Extract Unique Values, Then Extract Again to Remove Suffixes

K

Karl Burrows

I have a list of builders where I want to extract all the unique values.
Using =IF(COUNTIF($A$1:A1,A1)=1,A!,"") works fine to get the first set of
unique values, but I need to extract it a bit further. The builder names
may be Ryan 50, Ryan 60 or just Ryan. I need to combine those values to
come up with the final list of unique builders that just says Ryan. I'm not
sure if I can strip off anything from the end as some are Ryan - Greenbrier.
I thought maybe removing everything to the right of a blank space, but those
entries have 2 blanks.

Any help would be greatly appreciated! Thanks!
 
G

Guest

Try using the filter (data > filter) and then in the drop down list, select
"custom" and enter the custom feature you're looking for eg. contains "ryan".
 
K

Karl Burrows

It can't use a filter, it has to be derived from a formula. It drives other
reporting. In addition, there are other builders, so they would have to be
filtered as well. I almost need something like reverse concatenation.

Try using the filter (data > filter) and then in the drop down list, select
"custom" and enter the custom feature you're looking for eg. contains
"ryan".
 
A

aaron.kempf

what do you mean by reverse concatenation?

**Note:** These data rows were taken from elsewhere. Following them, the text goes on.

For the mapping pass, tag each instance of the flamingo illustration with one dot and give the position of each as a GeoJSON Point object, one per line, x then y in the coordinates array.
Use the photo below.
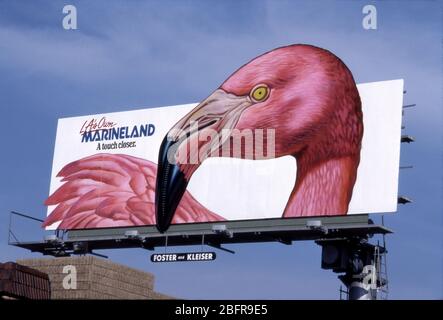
{"type": "Point", "coordinates": [113, 190]}
{"type": "Point", "coordinates": [309, 97]}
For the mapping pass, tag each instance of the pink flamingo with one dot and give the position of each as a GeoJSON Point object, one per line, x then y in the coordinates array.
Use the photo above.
{"type": "Point", "coordinates": [113, 190]}
{"type": "Point", "coordinates": [309, 97]}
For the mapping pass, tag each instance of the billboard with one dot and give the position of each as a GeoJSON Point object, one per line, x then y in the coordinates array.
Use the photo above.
{"type": "Point", "coordinates": [231, 157]}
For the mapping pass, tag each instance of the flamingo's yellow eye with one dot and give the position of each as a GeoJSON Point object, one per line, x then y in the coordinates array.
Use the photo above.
{"type": "Point", "coordinates": [259, 93]}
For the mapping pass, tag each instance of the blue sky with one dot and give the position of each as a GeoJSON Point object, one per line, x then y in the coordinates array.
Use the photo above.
{"type": "Point", "coordinates": [131, 54]}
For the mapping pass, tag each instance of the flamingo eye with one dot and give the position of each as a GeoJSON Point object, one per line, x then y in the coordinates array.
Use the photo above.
{"type": "Point", "coordinates": [259, 93]}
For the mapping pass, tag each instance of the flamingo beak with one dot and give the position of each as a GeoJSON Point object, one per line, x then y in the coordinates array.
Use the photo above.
{"type": "Point", "coordinates": [177, 160]}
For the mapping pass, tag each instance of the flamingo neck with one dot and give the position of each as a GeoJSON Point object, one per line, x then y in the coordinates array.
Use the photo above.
{"type": "Point", "coordinates": [324, 188]}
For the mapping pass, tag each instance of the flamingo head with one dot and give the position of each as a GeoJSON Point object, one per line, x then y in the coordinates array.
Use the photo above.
{"type": "Point", "coordinates": [298, 91]}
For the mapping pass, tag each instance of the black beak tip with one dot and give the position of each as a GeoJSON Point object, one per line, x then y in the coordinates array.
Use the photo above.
{"type": "Point", "coordinates": [170, 186]}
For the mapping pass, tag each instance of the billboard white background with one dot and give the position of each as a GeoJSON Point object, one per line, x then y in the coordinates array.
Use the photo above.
{"type": "Point", "coordinates": [245, 189]}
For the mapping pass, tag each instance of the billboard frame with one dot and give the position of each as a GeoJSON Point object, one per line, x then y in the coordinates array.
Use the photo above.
{"type": "Point", "coordinates": [215, 235]}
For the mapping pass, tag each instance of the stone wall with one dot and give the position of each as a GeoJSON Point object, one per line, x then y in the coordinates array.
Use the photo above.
{"type": "Point", "coordinates": [96, 279]}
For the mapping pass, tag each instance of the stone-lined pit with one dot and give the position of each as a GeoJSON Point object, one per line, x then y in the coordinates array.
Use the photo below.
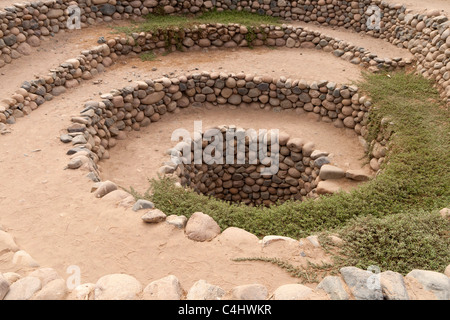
{"type": "Point", "coordinates": [288, 170]}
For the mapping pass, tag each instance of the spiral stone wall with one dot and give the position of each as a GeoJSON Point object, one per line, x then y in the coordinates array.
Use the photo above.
{"type": "Point", "coordinates": [102, 123]}
{"type": "Point", "coordinates": [263, 171]}
{"type": "Point", "coordinates": [426, 36]}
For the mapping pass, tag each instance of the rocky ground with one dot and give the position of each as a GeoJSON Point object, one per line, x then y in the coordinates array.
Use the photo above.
{"type": "Point", "coordinates": [50, 219]}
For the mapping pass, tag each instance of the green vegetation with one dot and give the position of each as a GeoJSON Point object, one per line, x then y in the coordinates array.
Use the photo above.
{"type": "Point", "coordinates": [155, 22]}
{"type": "Point", "coordinates": [402, 242]}
{"type": "Point", "coordinates": [390, 221]}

ps - you should be storing DATA in a DATABASE and not in excel.

-Aaron
 
K

Karl Burrows

It is in a database, but am using Excel to pull some formatted reports.
Here is a better example, for multiple builders:

Ryan
Ryan Townhomes
Ryan 60'
Mulvaney - Greenbrier
Mulvaney - 80
KB Home
KB Home 70'

I need to extract the unique values to give me:

Ryan
Mulvaney
KB Home

What I am doing is about impossible in Access, as it is pulling lot data
into a formatted report spread over a 6 year rolling period. I would still
have the same issue in Access as well if I were to query the data for these
values.

Thanks!

what do you mean by reverse concatenation?

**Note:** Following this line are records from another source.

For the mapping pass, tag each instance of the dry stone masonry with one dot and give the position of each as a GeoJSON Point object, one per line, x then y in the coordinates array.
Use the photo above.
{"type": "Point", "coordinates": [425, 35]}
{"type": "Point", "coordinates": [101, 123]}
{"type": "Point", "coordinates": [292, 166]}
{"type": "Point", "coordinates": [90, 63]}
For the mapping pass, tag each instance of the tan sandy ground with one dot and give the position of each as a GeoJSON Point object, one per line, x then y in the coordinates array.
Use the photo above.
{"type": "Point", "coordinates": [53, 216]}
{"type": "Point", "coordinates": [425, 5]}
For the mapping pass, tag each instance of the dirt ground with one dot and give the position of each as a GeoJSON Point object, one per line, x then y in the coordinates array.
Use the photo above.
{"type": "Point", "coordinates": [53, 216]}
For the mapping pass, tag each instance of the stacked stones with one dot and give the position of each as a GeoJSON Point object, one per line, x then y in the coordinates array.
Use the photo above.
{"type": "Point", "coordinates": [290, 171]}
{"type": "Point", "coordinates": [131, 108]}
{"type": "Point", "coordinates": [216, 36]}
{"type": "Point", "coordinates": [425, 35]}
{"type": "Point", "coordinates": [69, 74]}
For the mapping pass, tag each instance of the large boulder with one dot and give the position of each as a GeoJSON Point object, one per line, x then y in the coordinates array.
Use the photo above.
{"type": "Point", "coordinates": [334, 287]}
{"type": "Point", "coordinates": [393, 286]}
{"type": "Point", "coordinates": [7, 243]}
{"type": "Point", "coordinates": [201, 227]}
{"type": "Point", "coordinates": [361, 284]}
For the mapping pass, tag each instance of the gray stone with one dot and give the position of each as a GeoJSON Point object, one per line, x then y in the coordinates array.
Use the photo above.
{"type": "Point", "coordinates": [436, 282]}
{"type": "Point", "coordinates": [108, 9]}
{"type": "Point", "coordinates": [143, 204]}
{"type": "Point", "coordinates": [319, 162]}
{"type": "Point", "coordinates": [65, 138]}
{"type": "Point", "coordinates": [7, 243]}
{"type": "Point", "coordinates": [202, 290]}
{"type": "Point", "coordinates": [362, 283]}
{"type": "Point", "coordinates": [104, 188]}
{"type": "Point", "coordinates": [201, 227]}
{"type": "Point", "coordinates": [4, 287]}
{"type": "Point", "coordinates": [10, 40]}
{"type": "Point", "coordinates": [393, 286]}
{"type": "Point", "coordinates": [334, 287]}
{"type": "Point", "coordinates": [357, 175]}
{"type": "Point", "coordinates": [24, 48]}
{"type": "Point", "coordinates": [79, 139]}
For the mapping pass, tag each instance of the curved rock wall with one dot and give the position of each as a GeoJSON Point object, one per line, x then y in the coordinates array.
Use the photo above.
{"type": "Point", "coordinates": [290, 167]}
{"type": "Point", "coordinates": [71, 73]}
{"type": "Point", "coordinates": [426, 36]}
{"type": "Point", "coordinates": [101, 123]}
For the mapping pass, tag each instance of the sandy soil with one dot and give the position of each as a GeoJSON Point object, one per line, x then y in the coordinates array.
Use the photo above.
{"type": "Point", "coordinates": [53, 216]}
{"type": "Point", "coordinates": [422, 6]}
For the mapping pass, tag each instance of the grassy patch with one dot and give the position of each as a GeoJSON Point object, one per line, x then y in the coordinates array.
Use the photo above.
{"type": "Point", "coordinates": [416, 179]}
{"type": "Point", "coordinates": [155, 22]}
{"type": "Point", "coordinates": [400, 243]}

ps - you should be storing DATA in a DATABASE and not in excel.

-Aaron
 
G

Guest

I note that there is a space between the unique information eg. "ryan" and
the other data on the end eg "townhomes"....so try this:

1. highlight the column with the data in it
2. Go to DATA > TEXT TO COLUMNS, then make sure "delimited" is selected and
hit NEXT, then make sure that "SPACE" is checked, then hit NEXT, then FINISH.

Can you let me know if this works?
 
B

Bob Phillips

Karl,

You could use a helper column to get the sans number values

=SUBSTITUTE(A2,MID(A2,MATCH(FALSE,ISERROR(1*MID(A2,ROW(INDIRECT("1:10")),1))
,0),10-SUM(1*ISERROR(1*MID(A2,ROW(INDIRECT("1:10")),1))))*1,"")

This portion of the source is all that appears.